The grounds of Vienna gardens, from inside the Vienna Boys’ Choir hall. Kajmeister photo.

Right after Budapest on this trip up the rivers, we arrived smash into Vienna: four days, three world capitals. I’d have to say Vienna in comparison was clean, stylish, full of music and ornate buildings, and a bit smug about its cleanliness, music, and style. But probably justified.

Before proceeding on to picture-perfect Vienna, I want to note that I’m writing these blogs on my tablet with a quaint little keyboard and lovely little tablet-mouse. The ship has free wi-fi, which is a blessing. However, WordPress software on a tablet  is very glitchy. It constantly stops when I am typing, like right now. It’s very confusing, because sometimes it immediately does what it’s supposed to, and other times won’t respond for a few minutes, then hops around to random paragraphs. So I must apologize for all the typos and to KK who is tired of hearing me whine about it. Even now, it’s making a vein throb in my head , waiting for it actually s-h-o-w what I type.

Anyway, I also note that just before Vienna, we went through our first lock on the Danube, where you sail into the little garage and the water goes up. The first was riveting to watch, but even within the next two days, we’d done about 12 of these, so they got less interesting quickly. Dan, the boat’s cruise director, joked that a lady was awakened by “Earthquakes!” which was only the ship gently banging a side in the lock.
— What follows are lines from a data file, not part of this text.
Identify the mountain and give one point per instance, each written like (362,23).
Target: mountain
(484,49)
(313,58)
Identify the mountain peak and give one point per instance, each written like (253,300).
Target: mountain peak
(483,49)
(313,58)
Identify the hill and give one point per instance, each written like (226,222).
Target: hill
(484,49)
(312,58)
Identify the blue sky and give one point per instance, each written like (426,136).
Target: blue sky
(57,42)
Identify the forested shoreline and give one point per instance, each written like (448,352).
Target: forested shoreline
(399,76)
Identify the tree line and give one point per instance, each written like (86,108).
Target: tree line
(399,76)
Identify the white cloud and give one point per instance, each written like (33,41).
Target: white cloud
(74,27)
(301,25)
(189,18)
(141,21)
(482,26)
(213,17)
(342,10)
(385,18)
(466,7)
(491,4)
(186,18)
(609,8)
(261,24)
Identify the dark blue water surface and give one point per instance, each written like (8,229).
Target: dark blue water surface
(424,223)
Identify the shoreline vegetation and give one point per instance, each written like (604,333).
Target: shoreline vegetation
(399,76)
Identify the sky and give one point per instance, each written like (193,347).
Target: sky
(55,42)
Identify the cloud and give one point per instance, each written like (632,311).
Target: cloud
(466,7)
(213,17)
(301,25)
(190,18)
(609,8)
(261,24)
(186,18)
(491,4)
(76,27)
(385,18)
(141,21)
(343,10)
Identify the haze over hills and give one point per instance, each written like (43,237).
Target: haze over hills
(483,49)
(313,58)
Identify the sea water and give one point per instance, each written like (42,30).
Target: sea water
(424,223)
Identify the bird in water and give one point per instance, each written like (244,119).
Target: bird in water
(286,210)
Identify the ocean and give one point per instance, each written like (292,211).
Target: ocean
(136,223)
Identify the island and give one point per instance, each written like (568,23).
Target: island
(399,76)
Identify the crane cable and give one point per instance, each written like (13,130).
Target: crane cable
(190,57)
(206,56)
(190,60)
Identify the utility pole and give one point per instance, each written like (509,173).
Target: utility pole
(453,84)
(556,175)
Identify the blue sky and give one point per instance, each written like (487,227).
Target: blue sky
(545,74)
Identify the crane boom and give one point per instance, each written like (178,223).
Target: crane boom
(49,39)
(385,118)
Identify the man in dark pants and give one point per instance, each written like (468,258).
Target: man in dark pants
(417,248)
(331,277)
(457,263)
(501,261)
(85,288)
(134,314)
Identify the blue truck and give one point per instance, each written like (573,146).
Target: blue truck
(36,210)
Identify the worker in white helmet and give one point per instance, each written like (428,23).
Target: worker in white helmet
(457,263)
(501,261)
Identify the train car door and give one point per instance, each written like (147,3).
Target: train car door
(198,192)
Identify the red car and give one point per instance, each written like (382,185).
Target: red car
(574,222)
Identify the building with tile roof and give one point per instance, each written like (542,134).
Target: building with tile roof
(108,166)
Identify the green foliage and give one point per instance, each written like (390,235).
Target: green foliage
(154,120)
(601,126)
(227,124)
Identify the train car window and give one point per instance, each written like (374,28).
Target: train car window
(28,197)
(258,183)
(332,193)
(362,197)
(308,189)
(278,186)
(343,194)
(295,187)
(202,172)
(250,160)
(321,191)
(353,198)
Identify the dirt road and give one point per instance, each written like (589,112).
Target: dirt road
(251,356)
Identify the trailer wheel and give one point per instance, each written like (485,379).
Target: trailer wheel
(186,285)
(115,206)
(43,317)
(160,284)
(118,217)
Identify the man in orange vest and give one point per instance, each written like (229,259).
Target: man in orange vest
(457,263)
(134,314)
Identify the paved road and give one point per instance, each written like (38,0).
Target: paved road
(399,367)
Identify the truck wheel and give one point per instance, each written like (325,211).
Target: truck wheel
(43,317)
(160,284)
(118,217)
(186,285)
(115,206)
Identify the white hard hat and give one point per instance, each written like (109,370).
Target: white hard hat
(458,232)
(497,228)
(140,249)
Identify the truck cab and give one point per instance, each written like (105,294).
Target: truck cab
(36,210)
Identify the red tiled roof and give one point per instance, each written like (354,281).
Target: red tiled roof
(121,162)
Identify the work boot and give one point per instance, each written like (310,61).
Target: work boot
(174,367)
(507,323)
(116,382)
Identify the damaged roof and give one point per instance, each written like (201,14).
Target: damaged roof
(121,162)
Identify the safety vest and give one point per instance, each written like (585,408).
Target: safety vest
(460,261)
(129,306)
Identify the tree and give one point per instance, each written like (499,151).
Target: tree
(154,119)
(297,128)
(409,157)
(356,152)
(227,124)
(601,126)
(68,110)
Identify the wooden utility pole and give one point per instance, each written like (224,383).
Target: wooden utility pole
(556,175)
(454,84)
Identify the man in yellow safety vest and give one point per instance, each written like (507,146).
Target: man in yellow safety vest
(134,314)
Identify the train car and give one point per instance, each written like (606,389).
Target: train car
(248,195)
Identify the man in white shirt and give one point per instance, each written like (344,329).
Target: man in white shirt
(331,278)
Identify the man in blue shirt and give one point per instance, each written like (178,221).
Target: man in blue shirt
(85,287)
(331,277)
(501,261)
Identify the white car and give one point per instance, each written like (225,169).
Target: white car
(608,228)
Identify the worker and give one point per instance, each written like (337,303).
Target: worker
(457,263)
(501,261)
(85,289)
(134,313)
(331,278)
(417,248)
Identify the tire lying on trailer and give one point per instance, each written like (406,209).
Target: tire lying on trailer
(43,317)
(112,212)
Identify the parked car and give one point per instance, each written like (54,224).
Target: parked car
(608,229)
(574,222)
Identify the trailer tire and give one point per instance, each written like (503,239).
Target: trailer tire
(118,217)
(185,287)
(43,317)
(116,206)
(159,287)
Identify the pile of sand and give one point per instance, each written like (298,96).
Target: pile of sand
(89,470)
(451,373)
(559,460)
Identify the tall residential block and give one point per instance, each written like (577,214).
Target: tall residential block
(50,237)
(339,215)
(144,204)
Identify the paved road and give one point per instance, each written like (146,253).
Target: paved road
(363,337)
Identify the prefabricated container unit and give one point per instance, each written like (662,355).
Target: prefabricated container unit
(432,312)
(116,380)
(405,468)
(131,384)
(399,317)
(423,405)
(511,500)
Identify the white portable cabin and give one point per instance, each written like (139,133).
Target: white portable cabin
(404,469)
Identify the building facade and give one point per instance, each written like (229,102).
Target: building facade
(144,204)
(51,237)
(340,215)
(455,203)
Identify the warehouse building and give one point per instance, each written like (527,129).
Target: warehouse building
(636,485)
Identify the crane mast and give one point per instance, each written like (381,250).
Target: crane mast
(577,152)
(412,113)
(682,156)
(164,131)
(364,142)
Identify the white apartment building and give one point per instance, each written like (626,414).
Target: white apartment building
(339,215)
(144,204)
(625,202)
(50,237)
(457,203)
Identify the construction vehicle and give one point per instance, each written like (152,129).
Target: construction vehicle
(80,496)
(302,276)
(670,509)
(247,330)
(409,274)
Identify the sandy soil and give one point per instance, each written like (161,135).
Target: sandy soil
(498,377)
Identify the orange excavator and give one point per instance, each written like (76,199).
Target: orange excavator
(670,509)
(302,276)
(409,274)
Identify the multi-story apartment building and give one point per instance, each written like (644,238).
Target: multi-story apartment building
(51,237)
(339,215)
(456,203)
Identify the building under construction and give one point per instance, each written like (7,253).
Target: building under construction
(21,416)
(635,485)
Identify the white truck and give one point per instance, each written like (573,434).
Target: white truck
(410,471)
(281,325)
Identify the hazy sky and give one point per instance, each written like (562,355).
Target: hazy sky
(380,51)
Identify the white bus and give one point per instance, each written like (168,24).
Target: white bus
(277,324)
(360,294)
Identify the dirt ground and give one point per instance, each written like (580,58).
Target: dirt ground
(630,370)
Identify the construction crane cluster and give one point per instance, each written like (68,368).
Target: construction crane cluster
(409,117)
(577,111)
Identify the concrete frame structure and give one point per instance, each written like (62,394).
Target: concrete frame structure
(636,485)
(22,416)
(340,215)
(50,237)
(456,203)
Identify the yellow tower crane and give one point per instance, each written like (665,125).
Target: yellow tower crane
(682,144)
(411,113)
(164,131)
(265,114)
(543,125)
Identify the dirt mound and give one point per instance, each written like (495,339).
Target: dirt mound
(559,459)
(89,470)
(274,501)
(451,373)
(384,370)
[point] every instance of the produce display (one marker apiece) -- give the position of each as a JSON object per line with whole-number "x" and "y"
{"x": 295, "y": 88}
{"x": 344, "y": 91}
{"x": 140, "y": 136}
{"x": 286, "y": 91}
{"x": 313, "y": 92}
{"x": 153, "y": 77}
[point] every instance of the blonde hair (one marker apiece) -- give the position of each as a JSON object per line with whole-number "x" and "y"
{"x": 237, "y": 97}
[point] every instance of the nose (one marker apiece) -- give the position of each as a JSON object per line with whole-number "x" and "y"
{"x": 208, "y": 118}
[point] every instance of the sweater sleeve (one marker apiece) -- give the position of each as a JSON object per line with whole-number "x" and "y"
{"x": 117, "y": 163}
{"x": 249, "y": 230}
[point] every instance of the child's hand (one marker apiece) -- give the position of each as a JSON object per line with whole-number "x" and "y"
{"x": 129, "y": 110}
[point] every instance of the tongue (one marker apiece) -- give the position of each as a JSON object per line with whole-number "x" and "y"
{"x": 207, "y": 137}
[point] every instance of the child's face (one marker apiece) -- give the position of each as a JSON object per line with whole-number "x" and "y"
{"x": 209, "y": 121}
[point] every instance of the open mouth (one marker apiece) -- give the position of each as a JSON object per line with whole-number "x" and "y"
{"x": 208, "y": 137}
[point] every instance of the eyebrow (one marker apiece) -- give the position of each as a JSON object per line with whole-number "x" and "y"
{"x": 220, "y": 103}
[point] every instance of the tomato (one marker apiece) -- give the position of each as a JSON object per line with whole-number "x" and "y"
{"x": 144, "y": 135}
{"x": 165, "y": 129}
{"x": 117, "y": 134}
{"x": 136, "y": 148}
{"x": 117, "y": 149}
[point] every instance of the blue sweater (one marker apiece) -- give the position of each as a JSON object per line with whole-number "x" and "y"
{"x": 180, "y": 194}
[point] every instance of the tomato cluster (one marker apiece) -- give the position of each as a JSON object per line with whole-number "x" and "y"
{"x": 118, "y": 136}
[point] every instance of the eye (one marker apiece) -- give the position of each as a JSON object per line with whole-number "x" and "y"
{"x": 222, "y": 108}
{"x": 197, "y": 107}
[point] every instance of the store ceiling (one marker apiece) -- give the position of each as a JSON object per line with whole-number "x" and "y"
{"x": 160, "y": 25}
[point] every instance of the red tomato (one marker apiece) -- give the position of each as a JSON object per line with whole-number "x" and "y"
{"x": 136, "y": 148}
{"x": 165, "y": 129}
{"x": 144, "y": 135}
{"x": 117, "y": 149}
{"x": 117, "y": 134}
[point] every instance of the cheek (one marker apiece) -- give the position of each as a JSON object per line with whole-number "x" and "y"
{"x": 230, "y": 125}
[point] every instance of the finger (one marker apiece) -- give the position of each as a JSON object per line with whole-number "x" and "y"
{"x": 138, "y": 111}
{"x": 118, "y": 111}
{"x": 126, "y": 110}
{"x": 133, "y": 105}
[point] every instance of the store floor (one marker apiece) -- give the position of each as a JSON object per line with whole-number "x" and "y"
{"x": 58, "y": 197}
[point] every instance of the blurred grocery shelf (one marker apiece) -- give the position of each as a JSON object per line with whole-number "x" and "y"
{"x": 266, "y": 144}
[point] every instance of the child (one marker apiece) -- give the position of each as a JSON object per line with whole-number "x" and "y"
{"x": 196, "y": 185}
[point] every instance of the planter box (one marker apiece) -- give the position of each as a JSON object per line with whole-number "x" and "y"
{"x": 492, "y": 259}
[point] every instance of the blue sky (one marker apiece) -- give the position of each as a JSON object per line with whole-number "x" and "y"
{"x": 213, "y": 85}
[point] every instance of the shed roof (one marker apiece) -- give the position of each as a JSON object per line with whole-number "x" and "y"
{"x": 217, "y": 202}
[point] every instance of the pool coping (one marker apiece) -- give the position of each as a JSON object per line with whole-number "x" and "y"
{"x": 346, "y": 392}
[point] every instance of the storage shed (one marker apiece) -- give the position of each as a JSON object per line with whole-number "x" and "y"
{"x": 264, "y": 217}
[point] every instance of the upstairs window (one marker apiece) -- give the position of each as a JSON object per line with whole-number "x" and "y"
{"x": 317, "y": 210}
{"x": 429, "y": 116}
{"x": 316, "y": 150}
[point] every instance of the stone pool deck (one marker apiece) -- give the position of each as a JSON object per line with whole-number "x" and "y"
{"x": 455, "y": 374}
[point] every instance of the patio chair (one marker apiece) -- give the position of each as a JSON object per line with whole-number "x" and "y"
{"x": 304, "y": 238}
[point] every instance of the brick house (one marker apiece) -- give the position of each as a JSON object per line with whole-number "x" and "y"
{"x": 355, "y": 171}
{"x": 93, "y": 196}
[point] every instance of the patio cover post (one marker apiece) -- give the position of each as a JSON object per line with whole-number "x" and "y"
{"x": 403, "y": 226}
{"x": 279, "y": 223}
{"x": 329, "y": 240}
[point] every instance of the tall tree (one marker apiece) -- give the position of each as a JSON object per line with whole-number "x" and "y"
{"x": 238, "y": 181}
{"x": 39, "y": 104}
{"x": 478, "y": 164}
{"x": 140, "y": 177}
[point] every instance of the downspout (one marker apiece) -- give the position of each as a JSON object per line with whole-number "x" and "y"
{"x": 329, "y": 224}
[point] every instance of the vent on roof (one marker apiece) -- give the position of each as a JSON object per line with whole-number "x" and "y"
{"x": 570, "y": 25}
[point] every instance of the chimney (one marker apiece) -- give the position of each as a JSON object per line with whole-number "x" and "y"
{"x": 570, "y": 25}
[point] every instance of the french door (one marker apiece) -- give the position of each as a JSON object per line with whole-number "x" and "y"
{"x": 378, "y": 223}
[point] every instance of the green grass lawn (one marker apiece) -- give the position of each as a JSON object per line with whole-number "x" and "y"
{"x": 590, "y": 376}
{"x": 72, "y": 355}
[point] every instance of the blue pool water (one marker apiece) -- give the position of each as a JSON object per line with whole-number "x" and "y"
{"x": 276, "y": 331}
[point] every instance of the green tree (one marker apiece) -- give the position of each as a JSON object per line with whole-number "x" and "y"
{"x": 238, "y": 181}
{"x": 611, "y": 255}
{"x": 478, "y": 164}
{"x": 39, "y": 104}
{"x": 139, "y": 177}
Except that, Dan, they do feel like earthquakes if you’re from California where you have experienced many earthquakes. 

Floating down the Danube, there is green river, lots of bends, bird sanctuaries–around every corner is yet another castle or church or picturesque town. Hence, the sighting of big buildings was a bit exciting. Ah, Vienna! (never mind the Hard Rock cafes and Happyland and clogged traffic like any other tourist area of a big city) Vienna! Former capital of the empire, full of free water and health care, and so many statues of Mozart.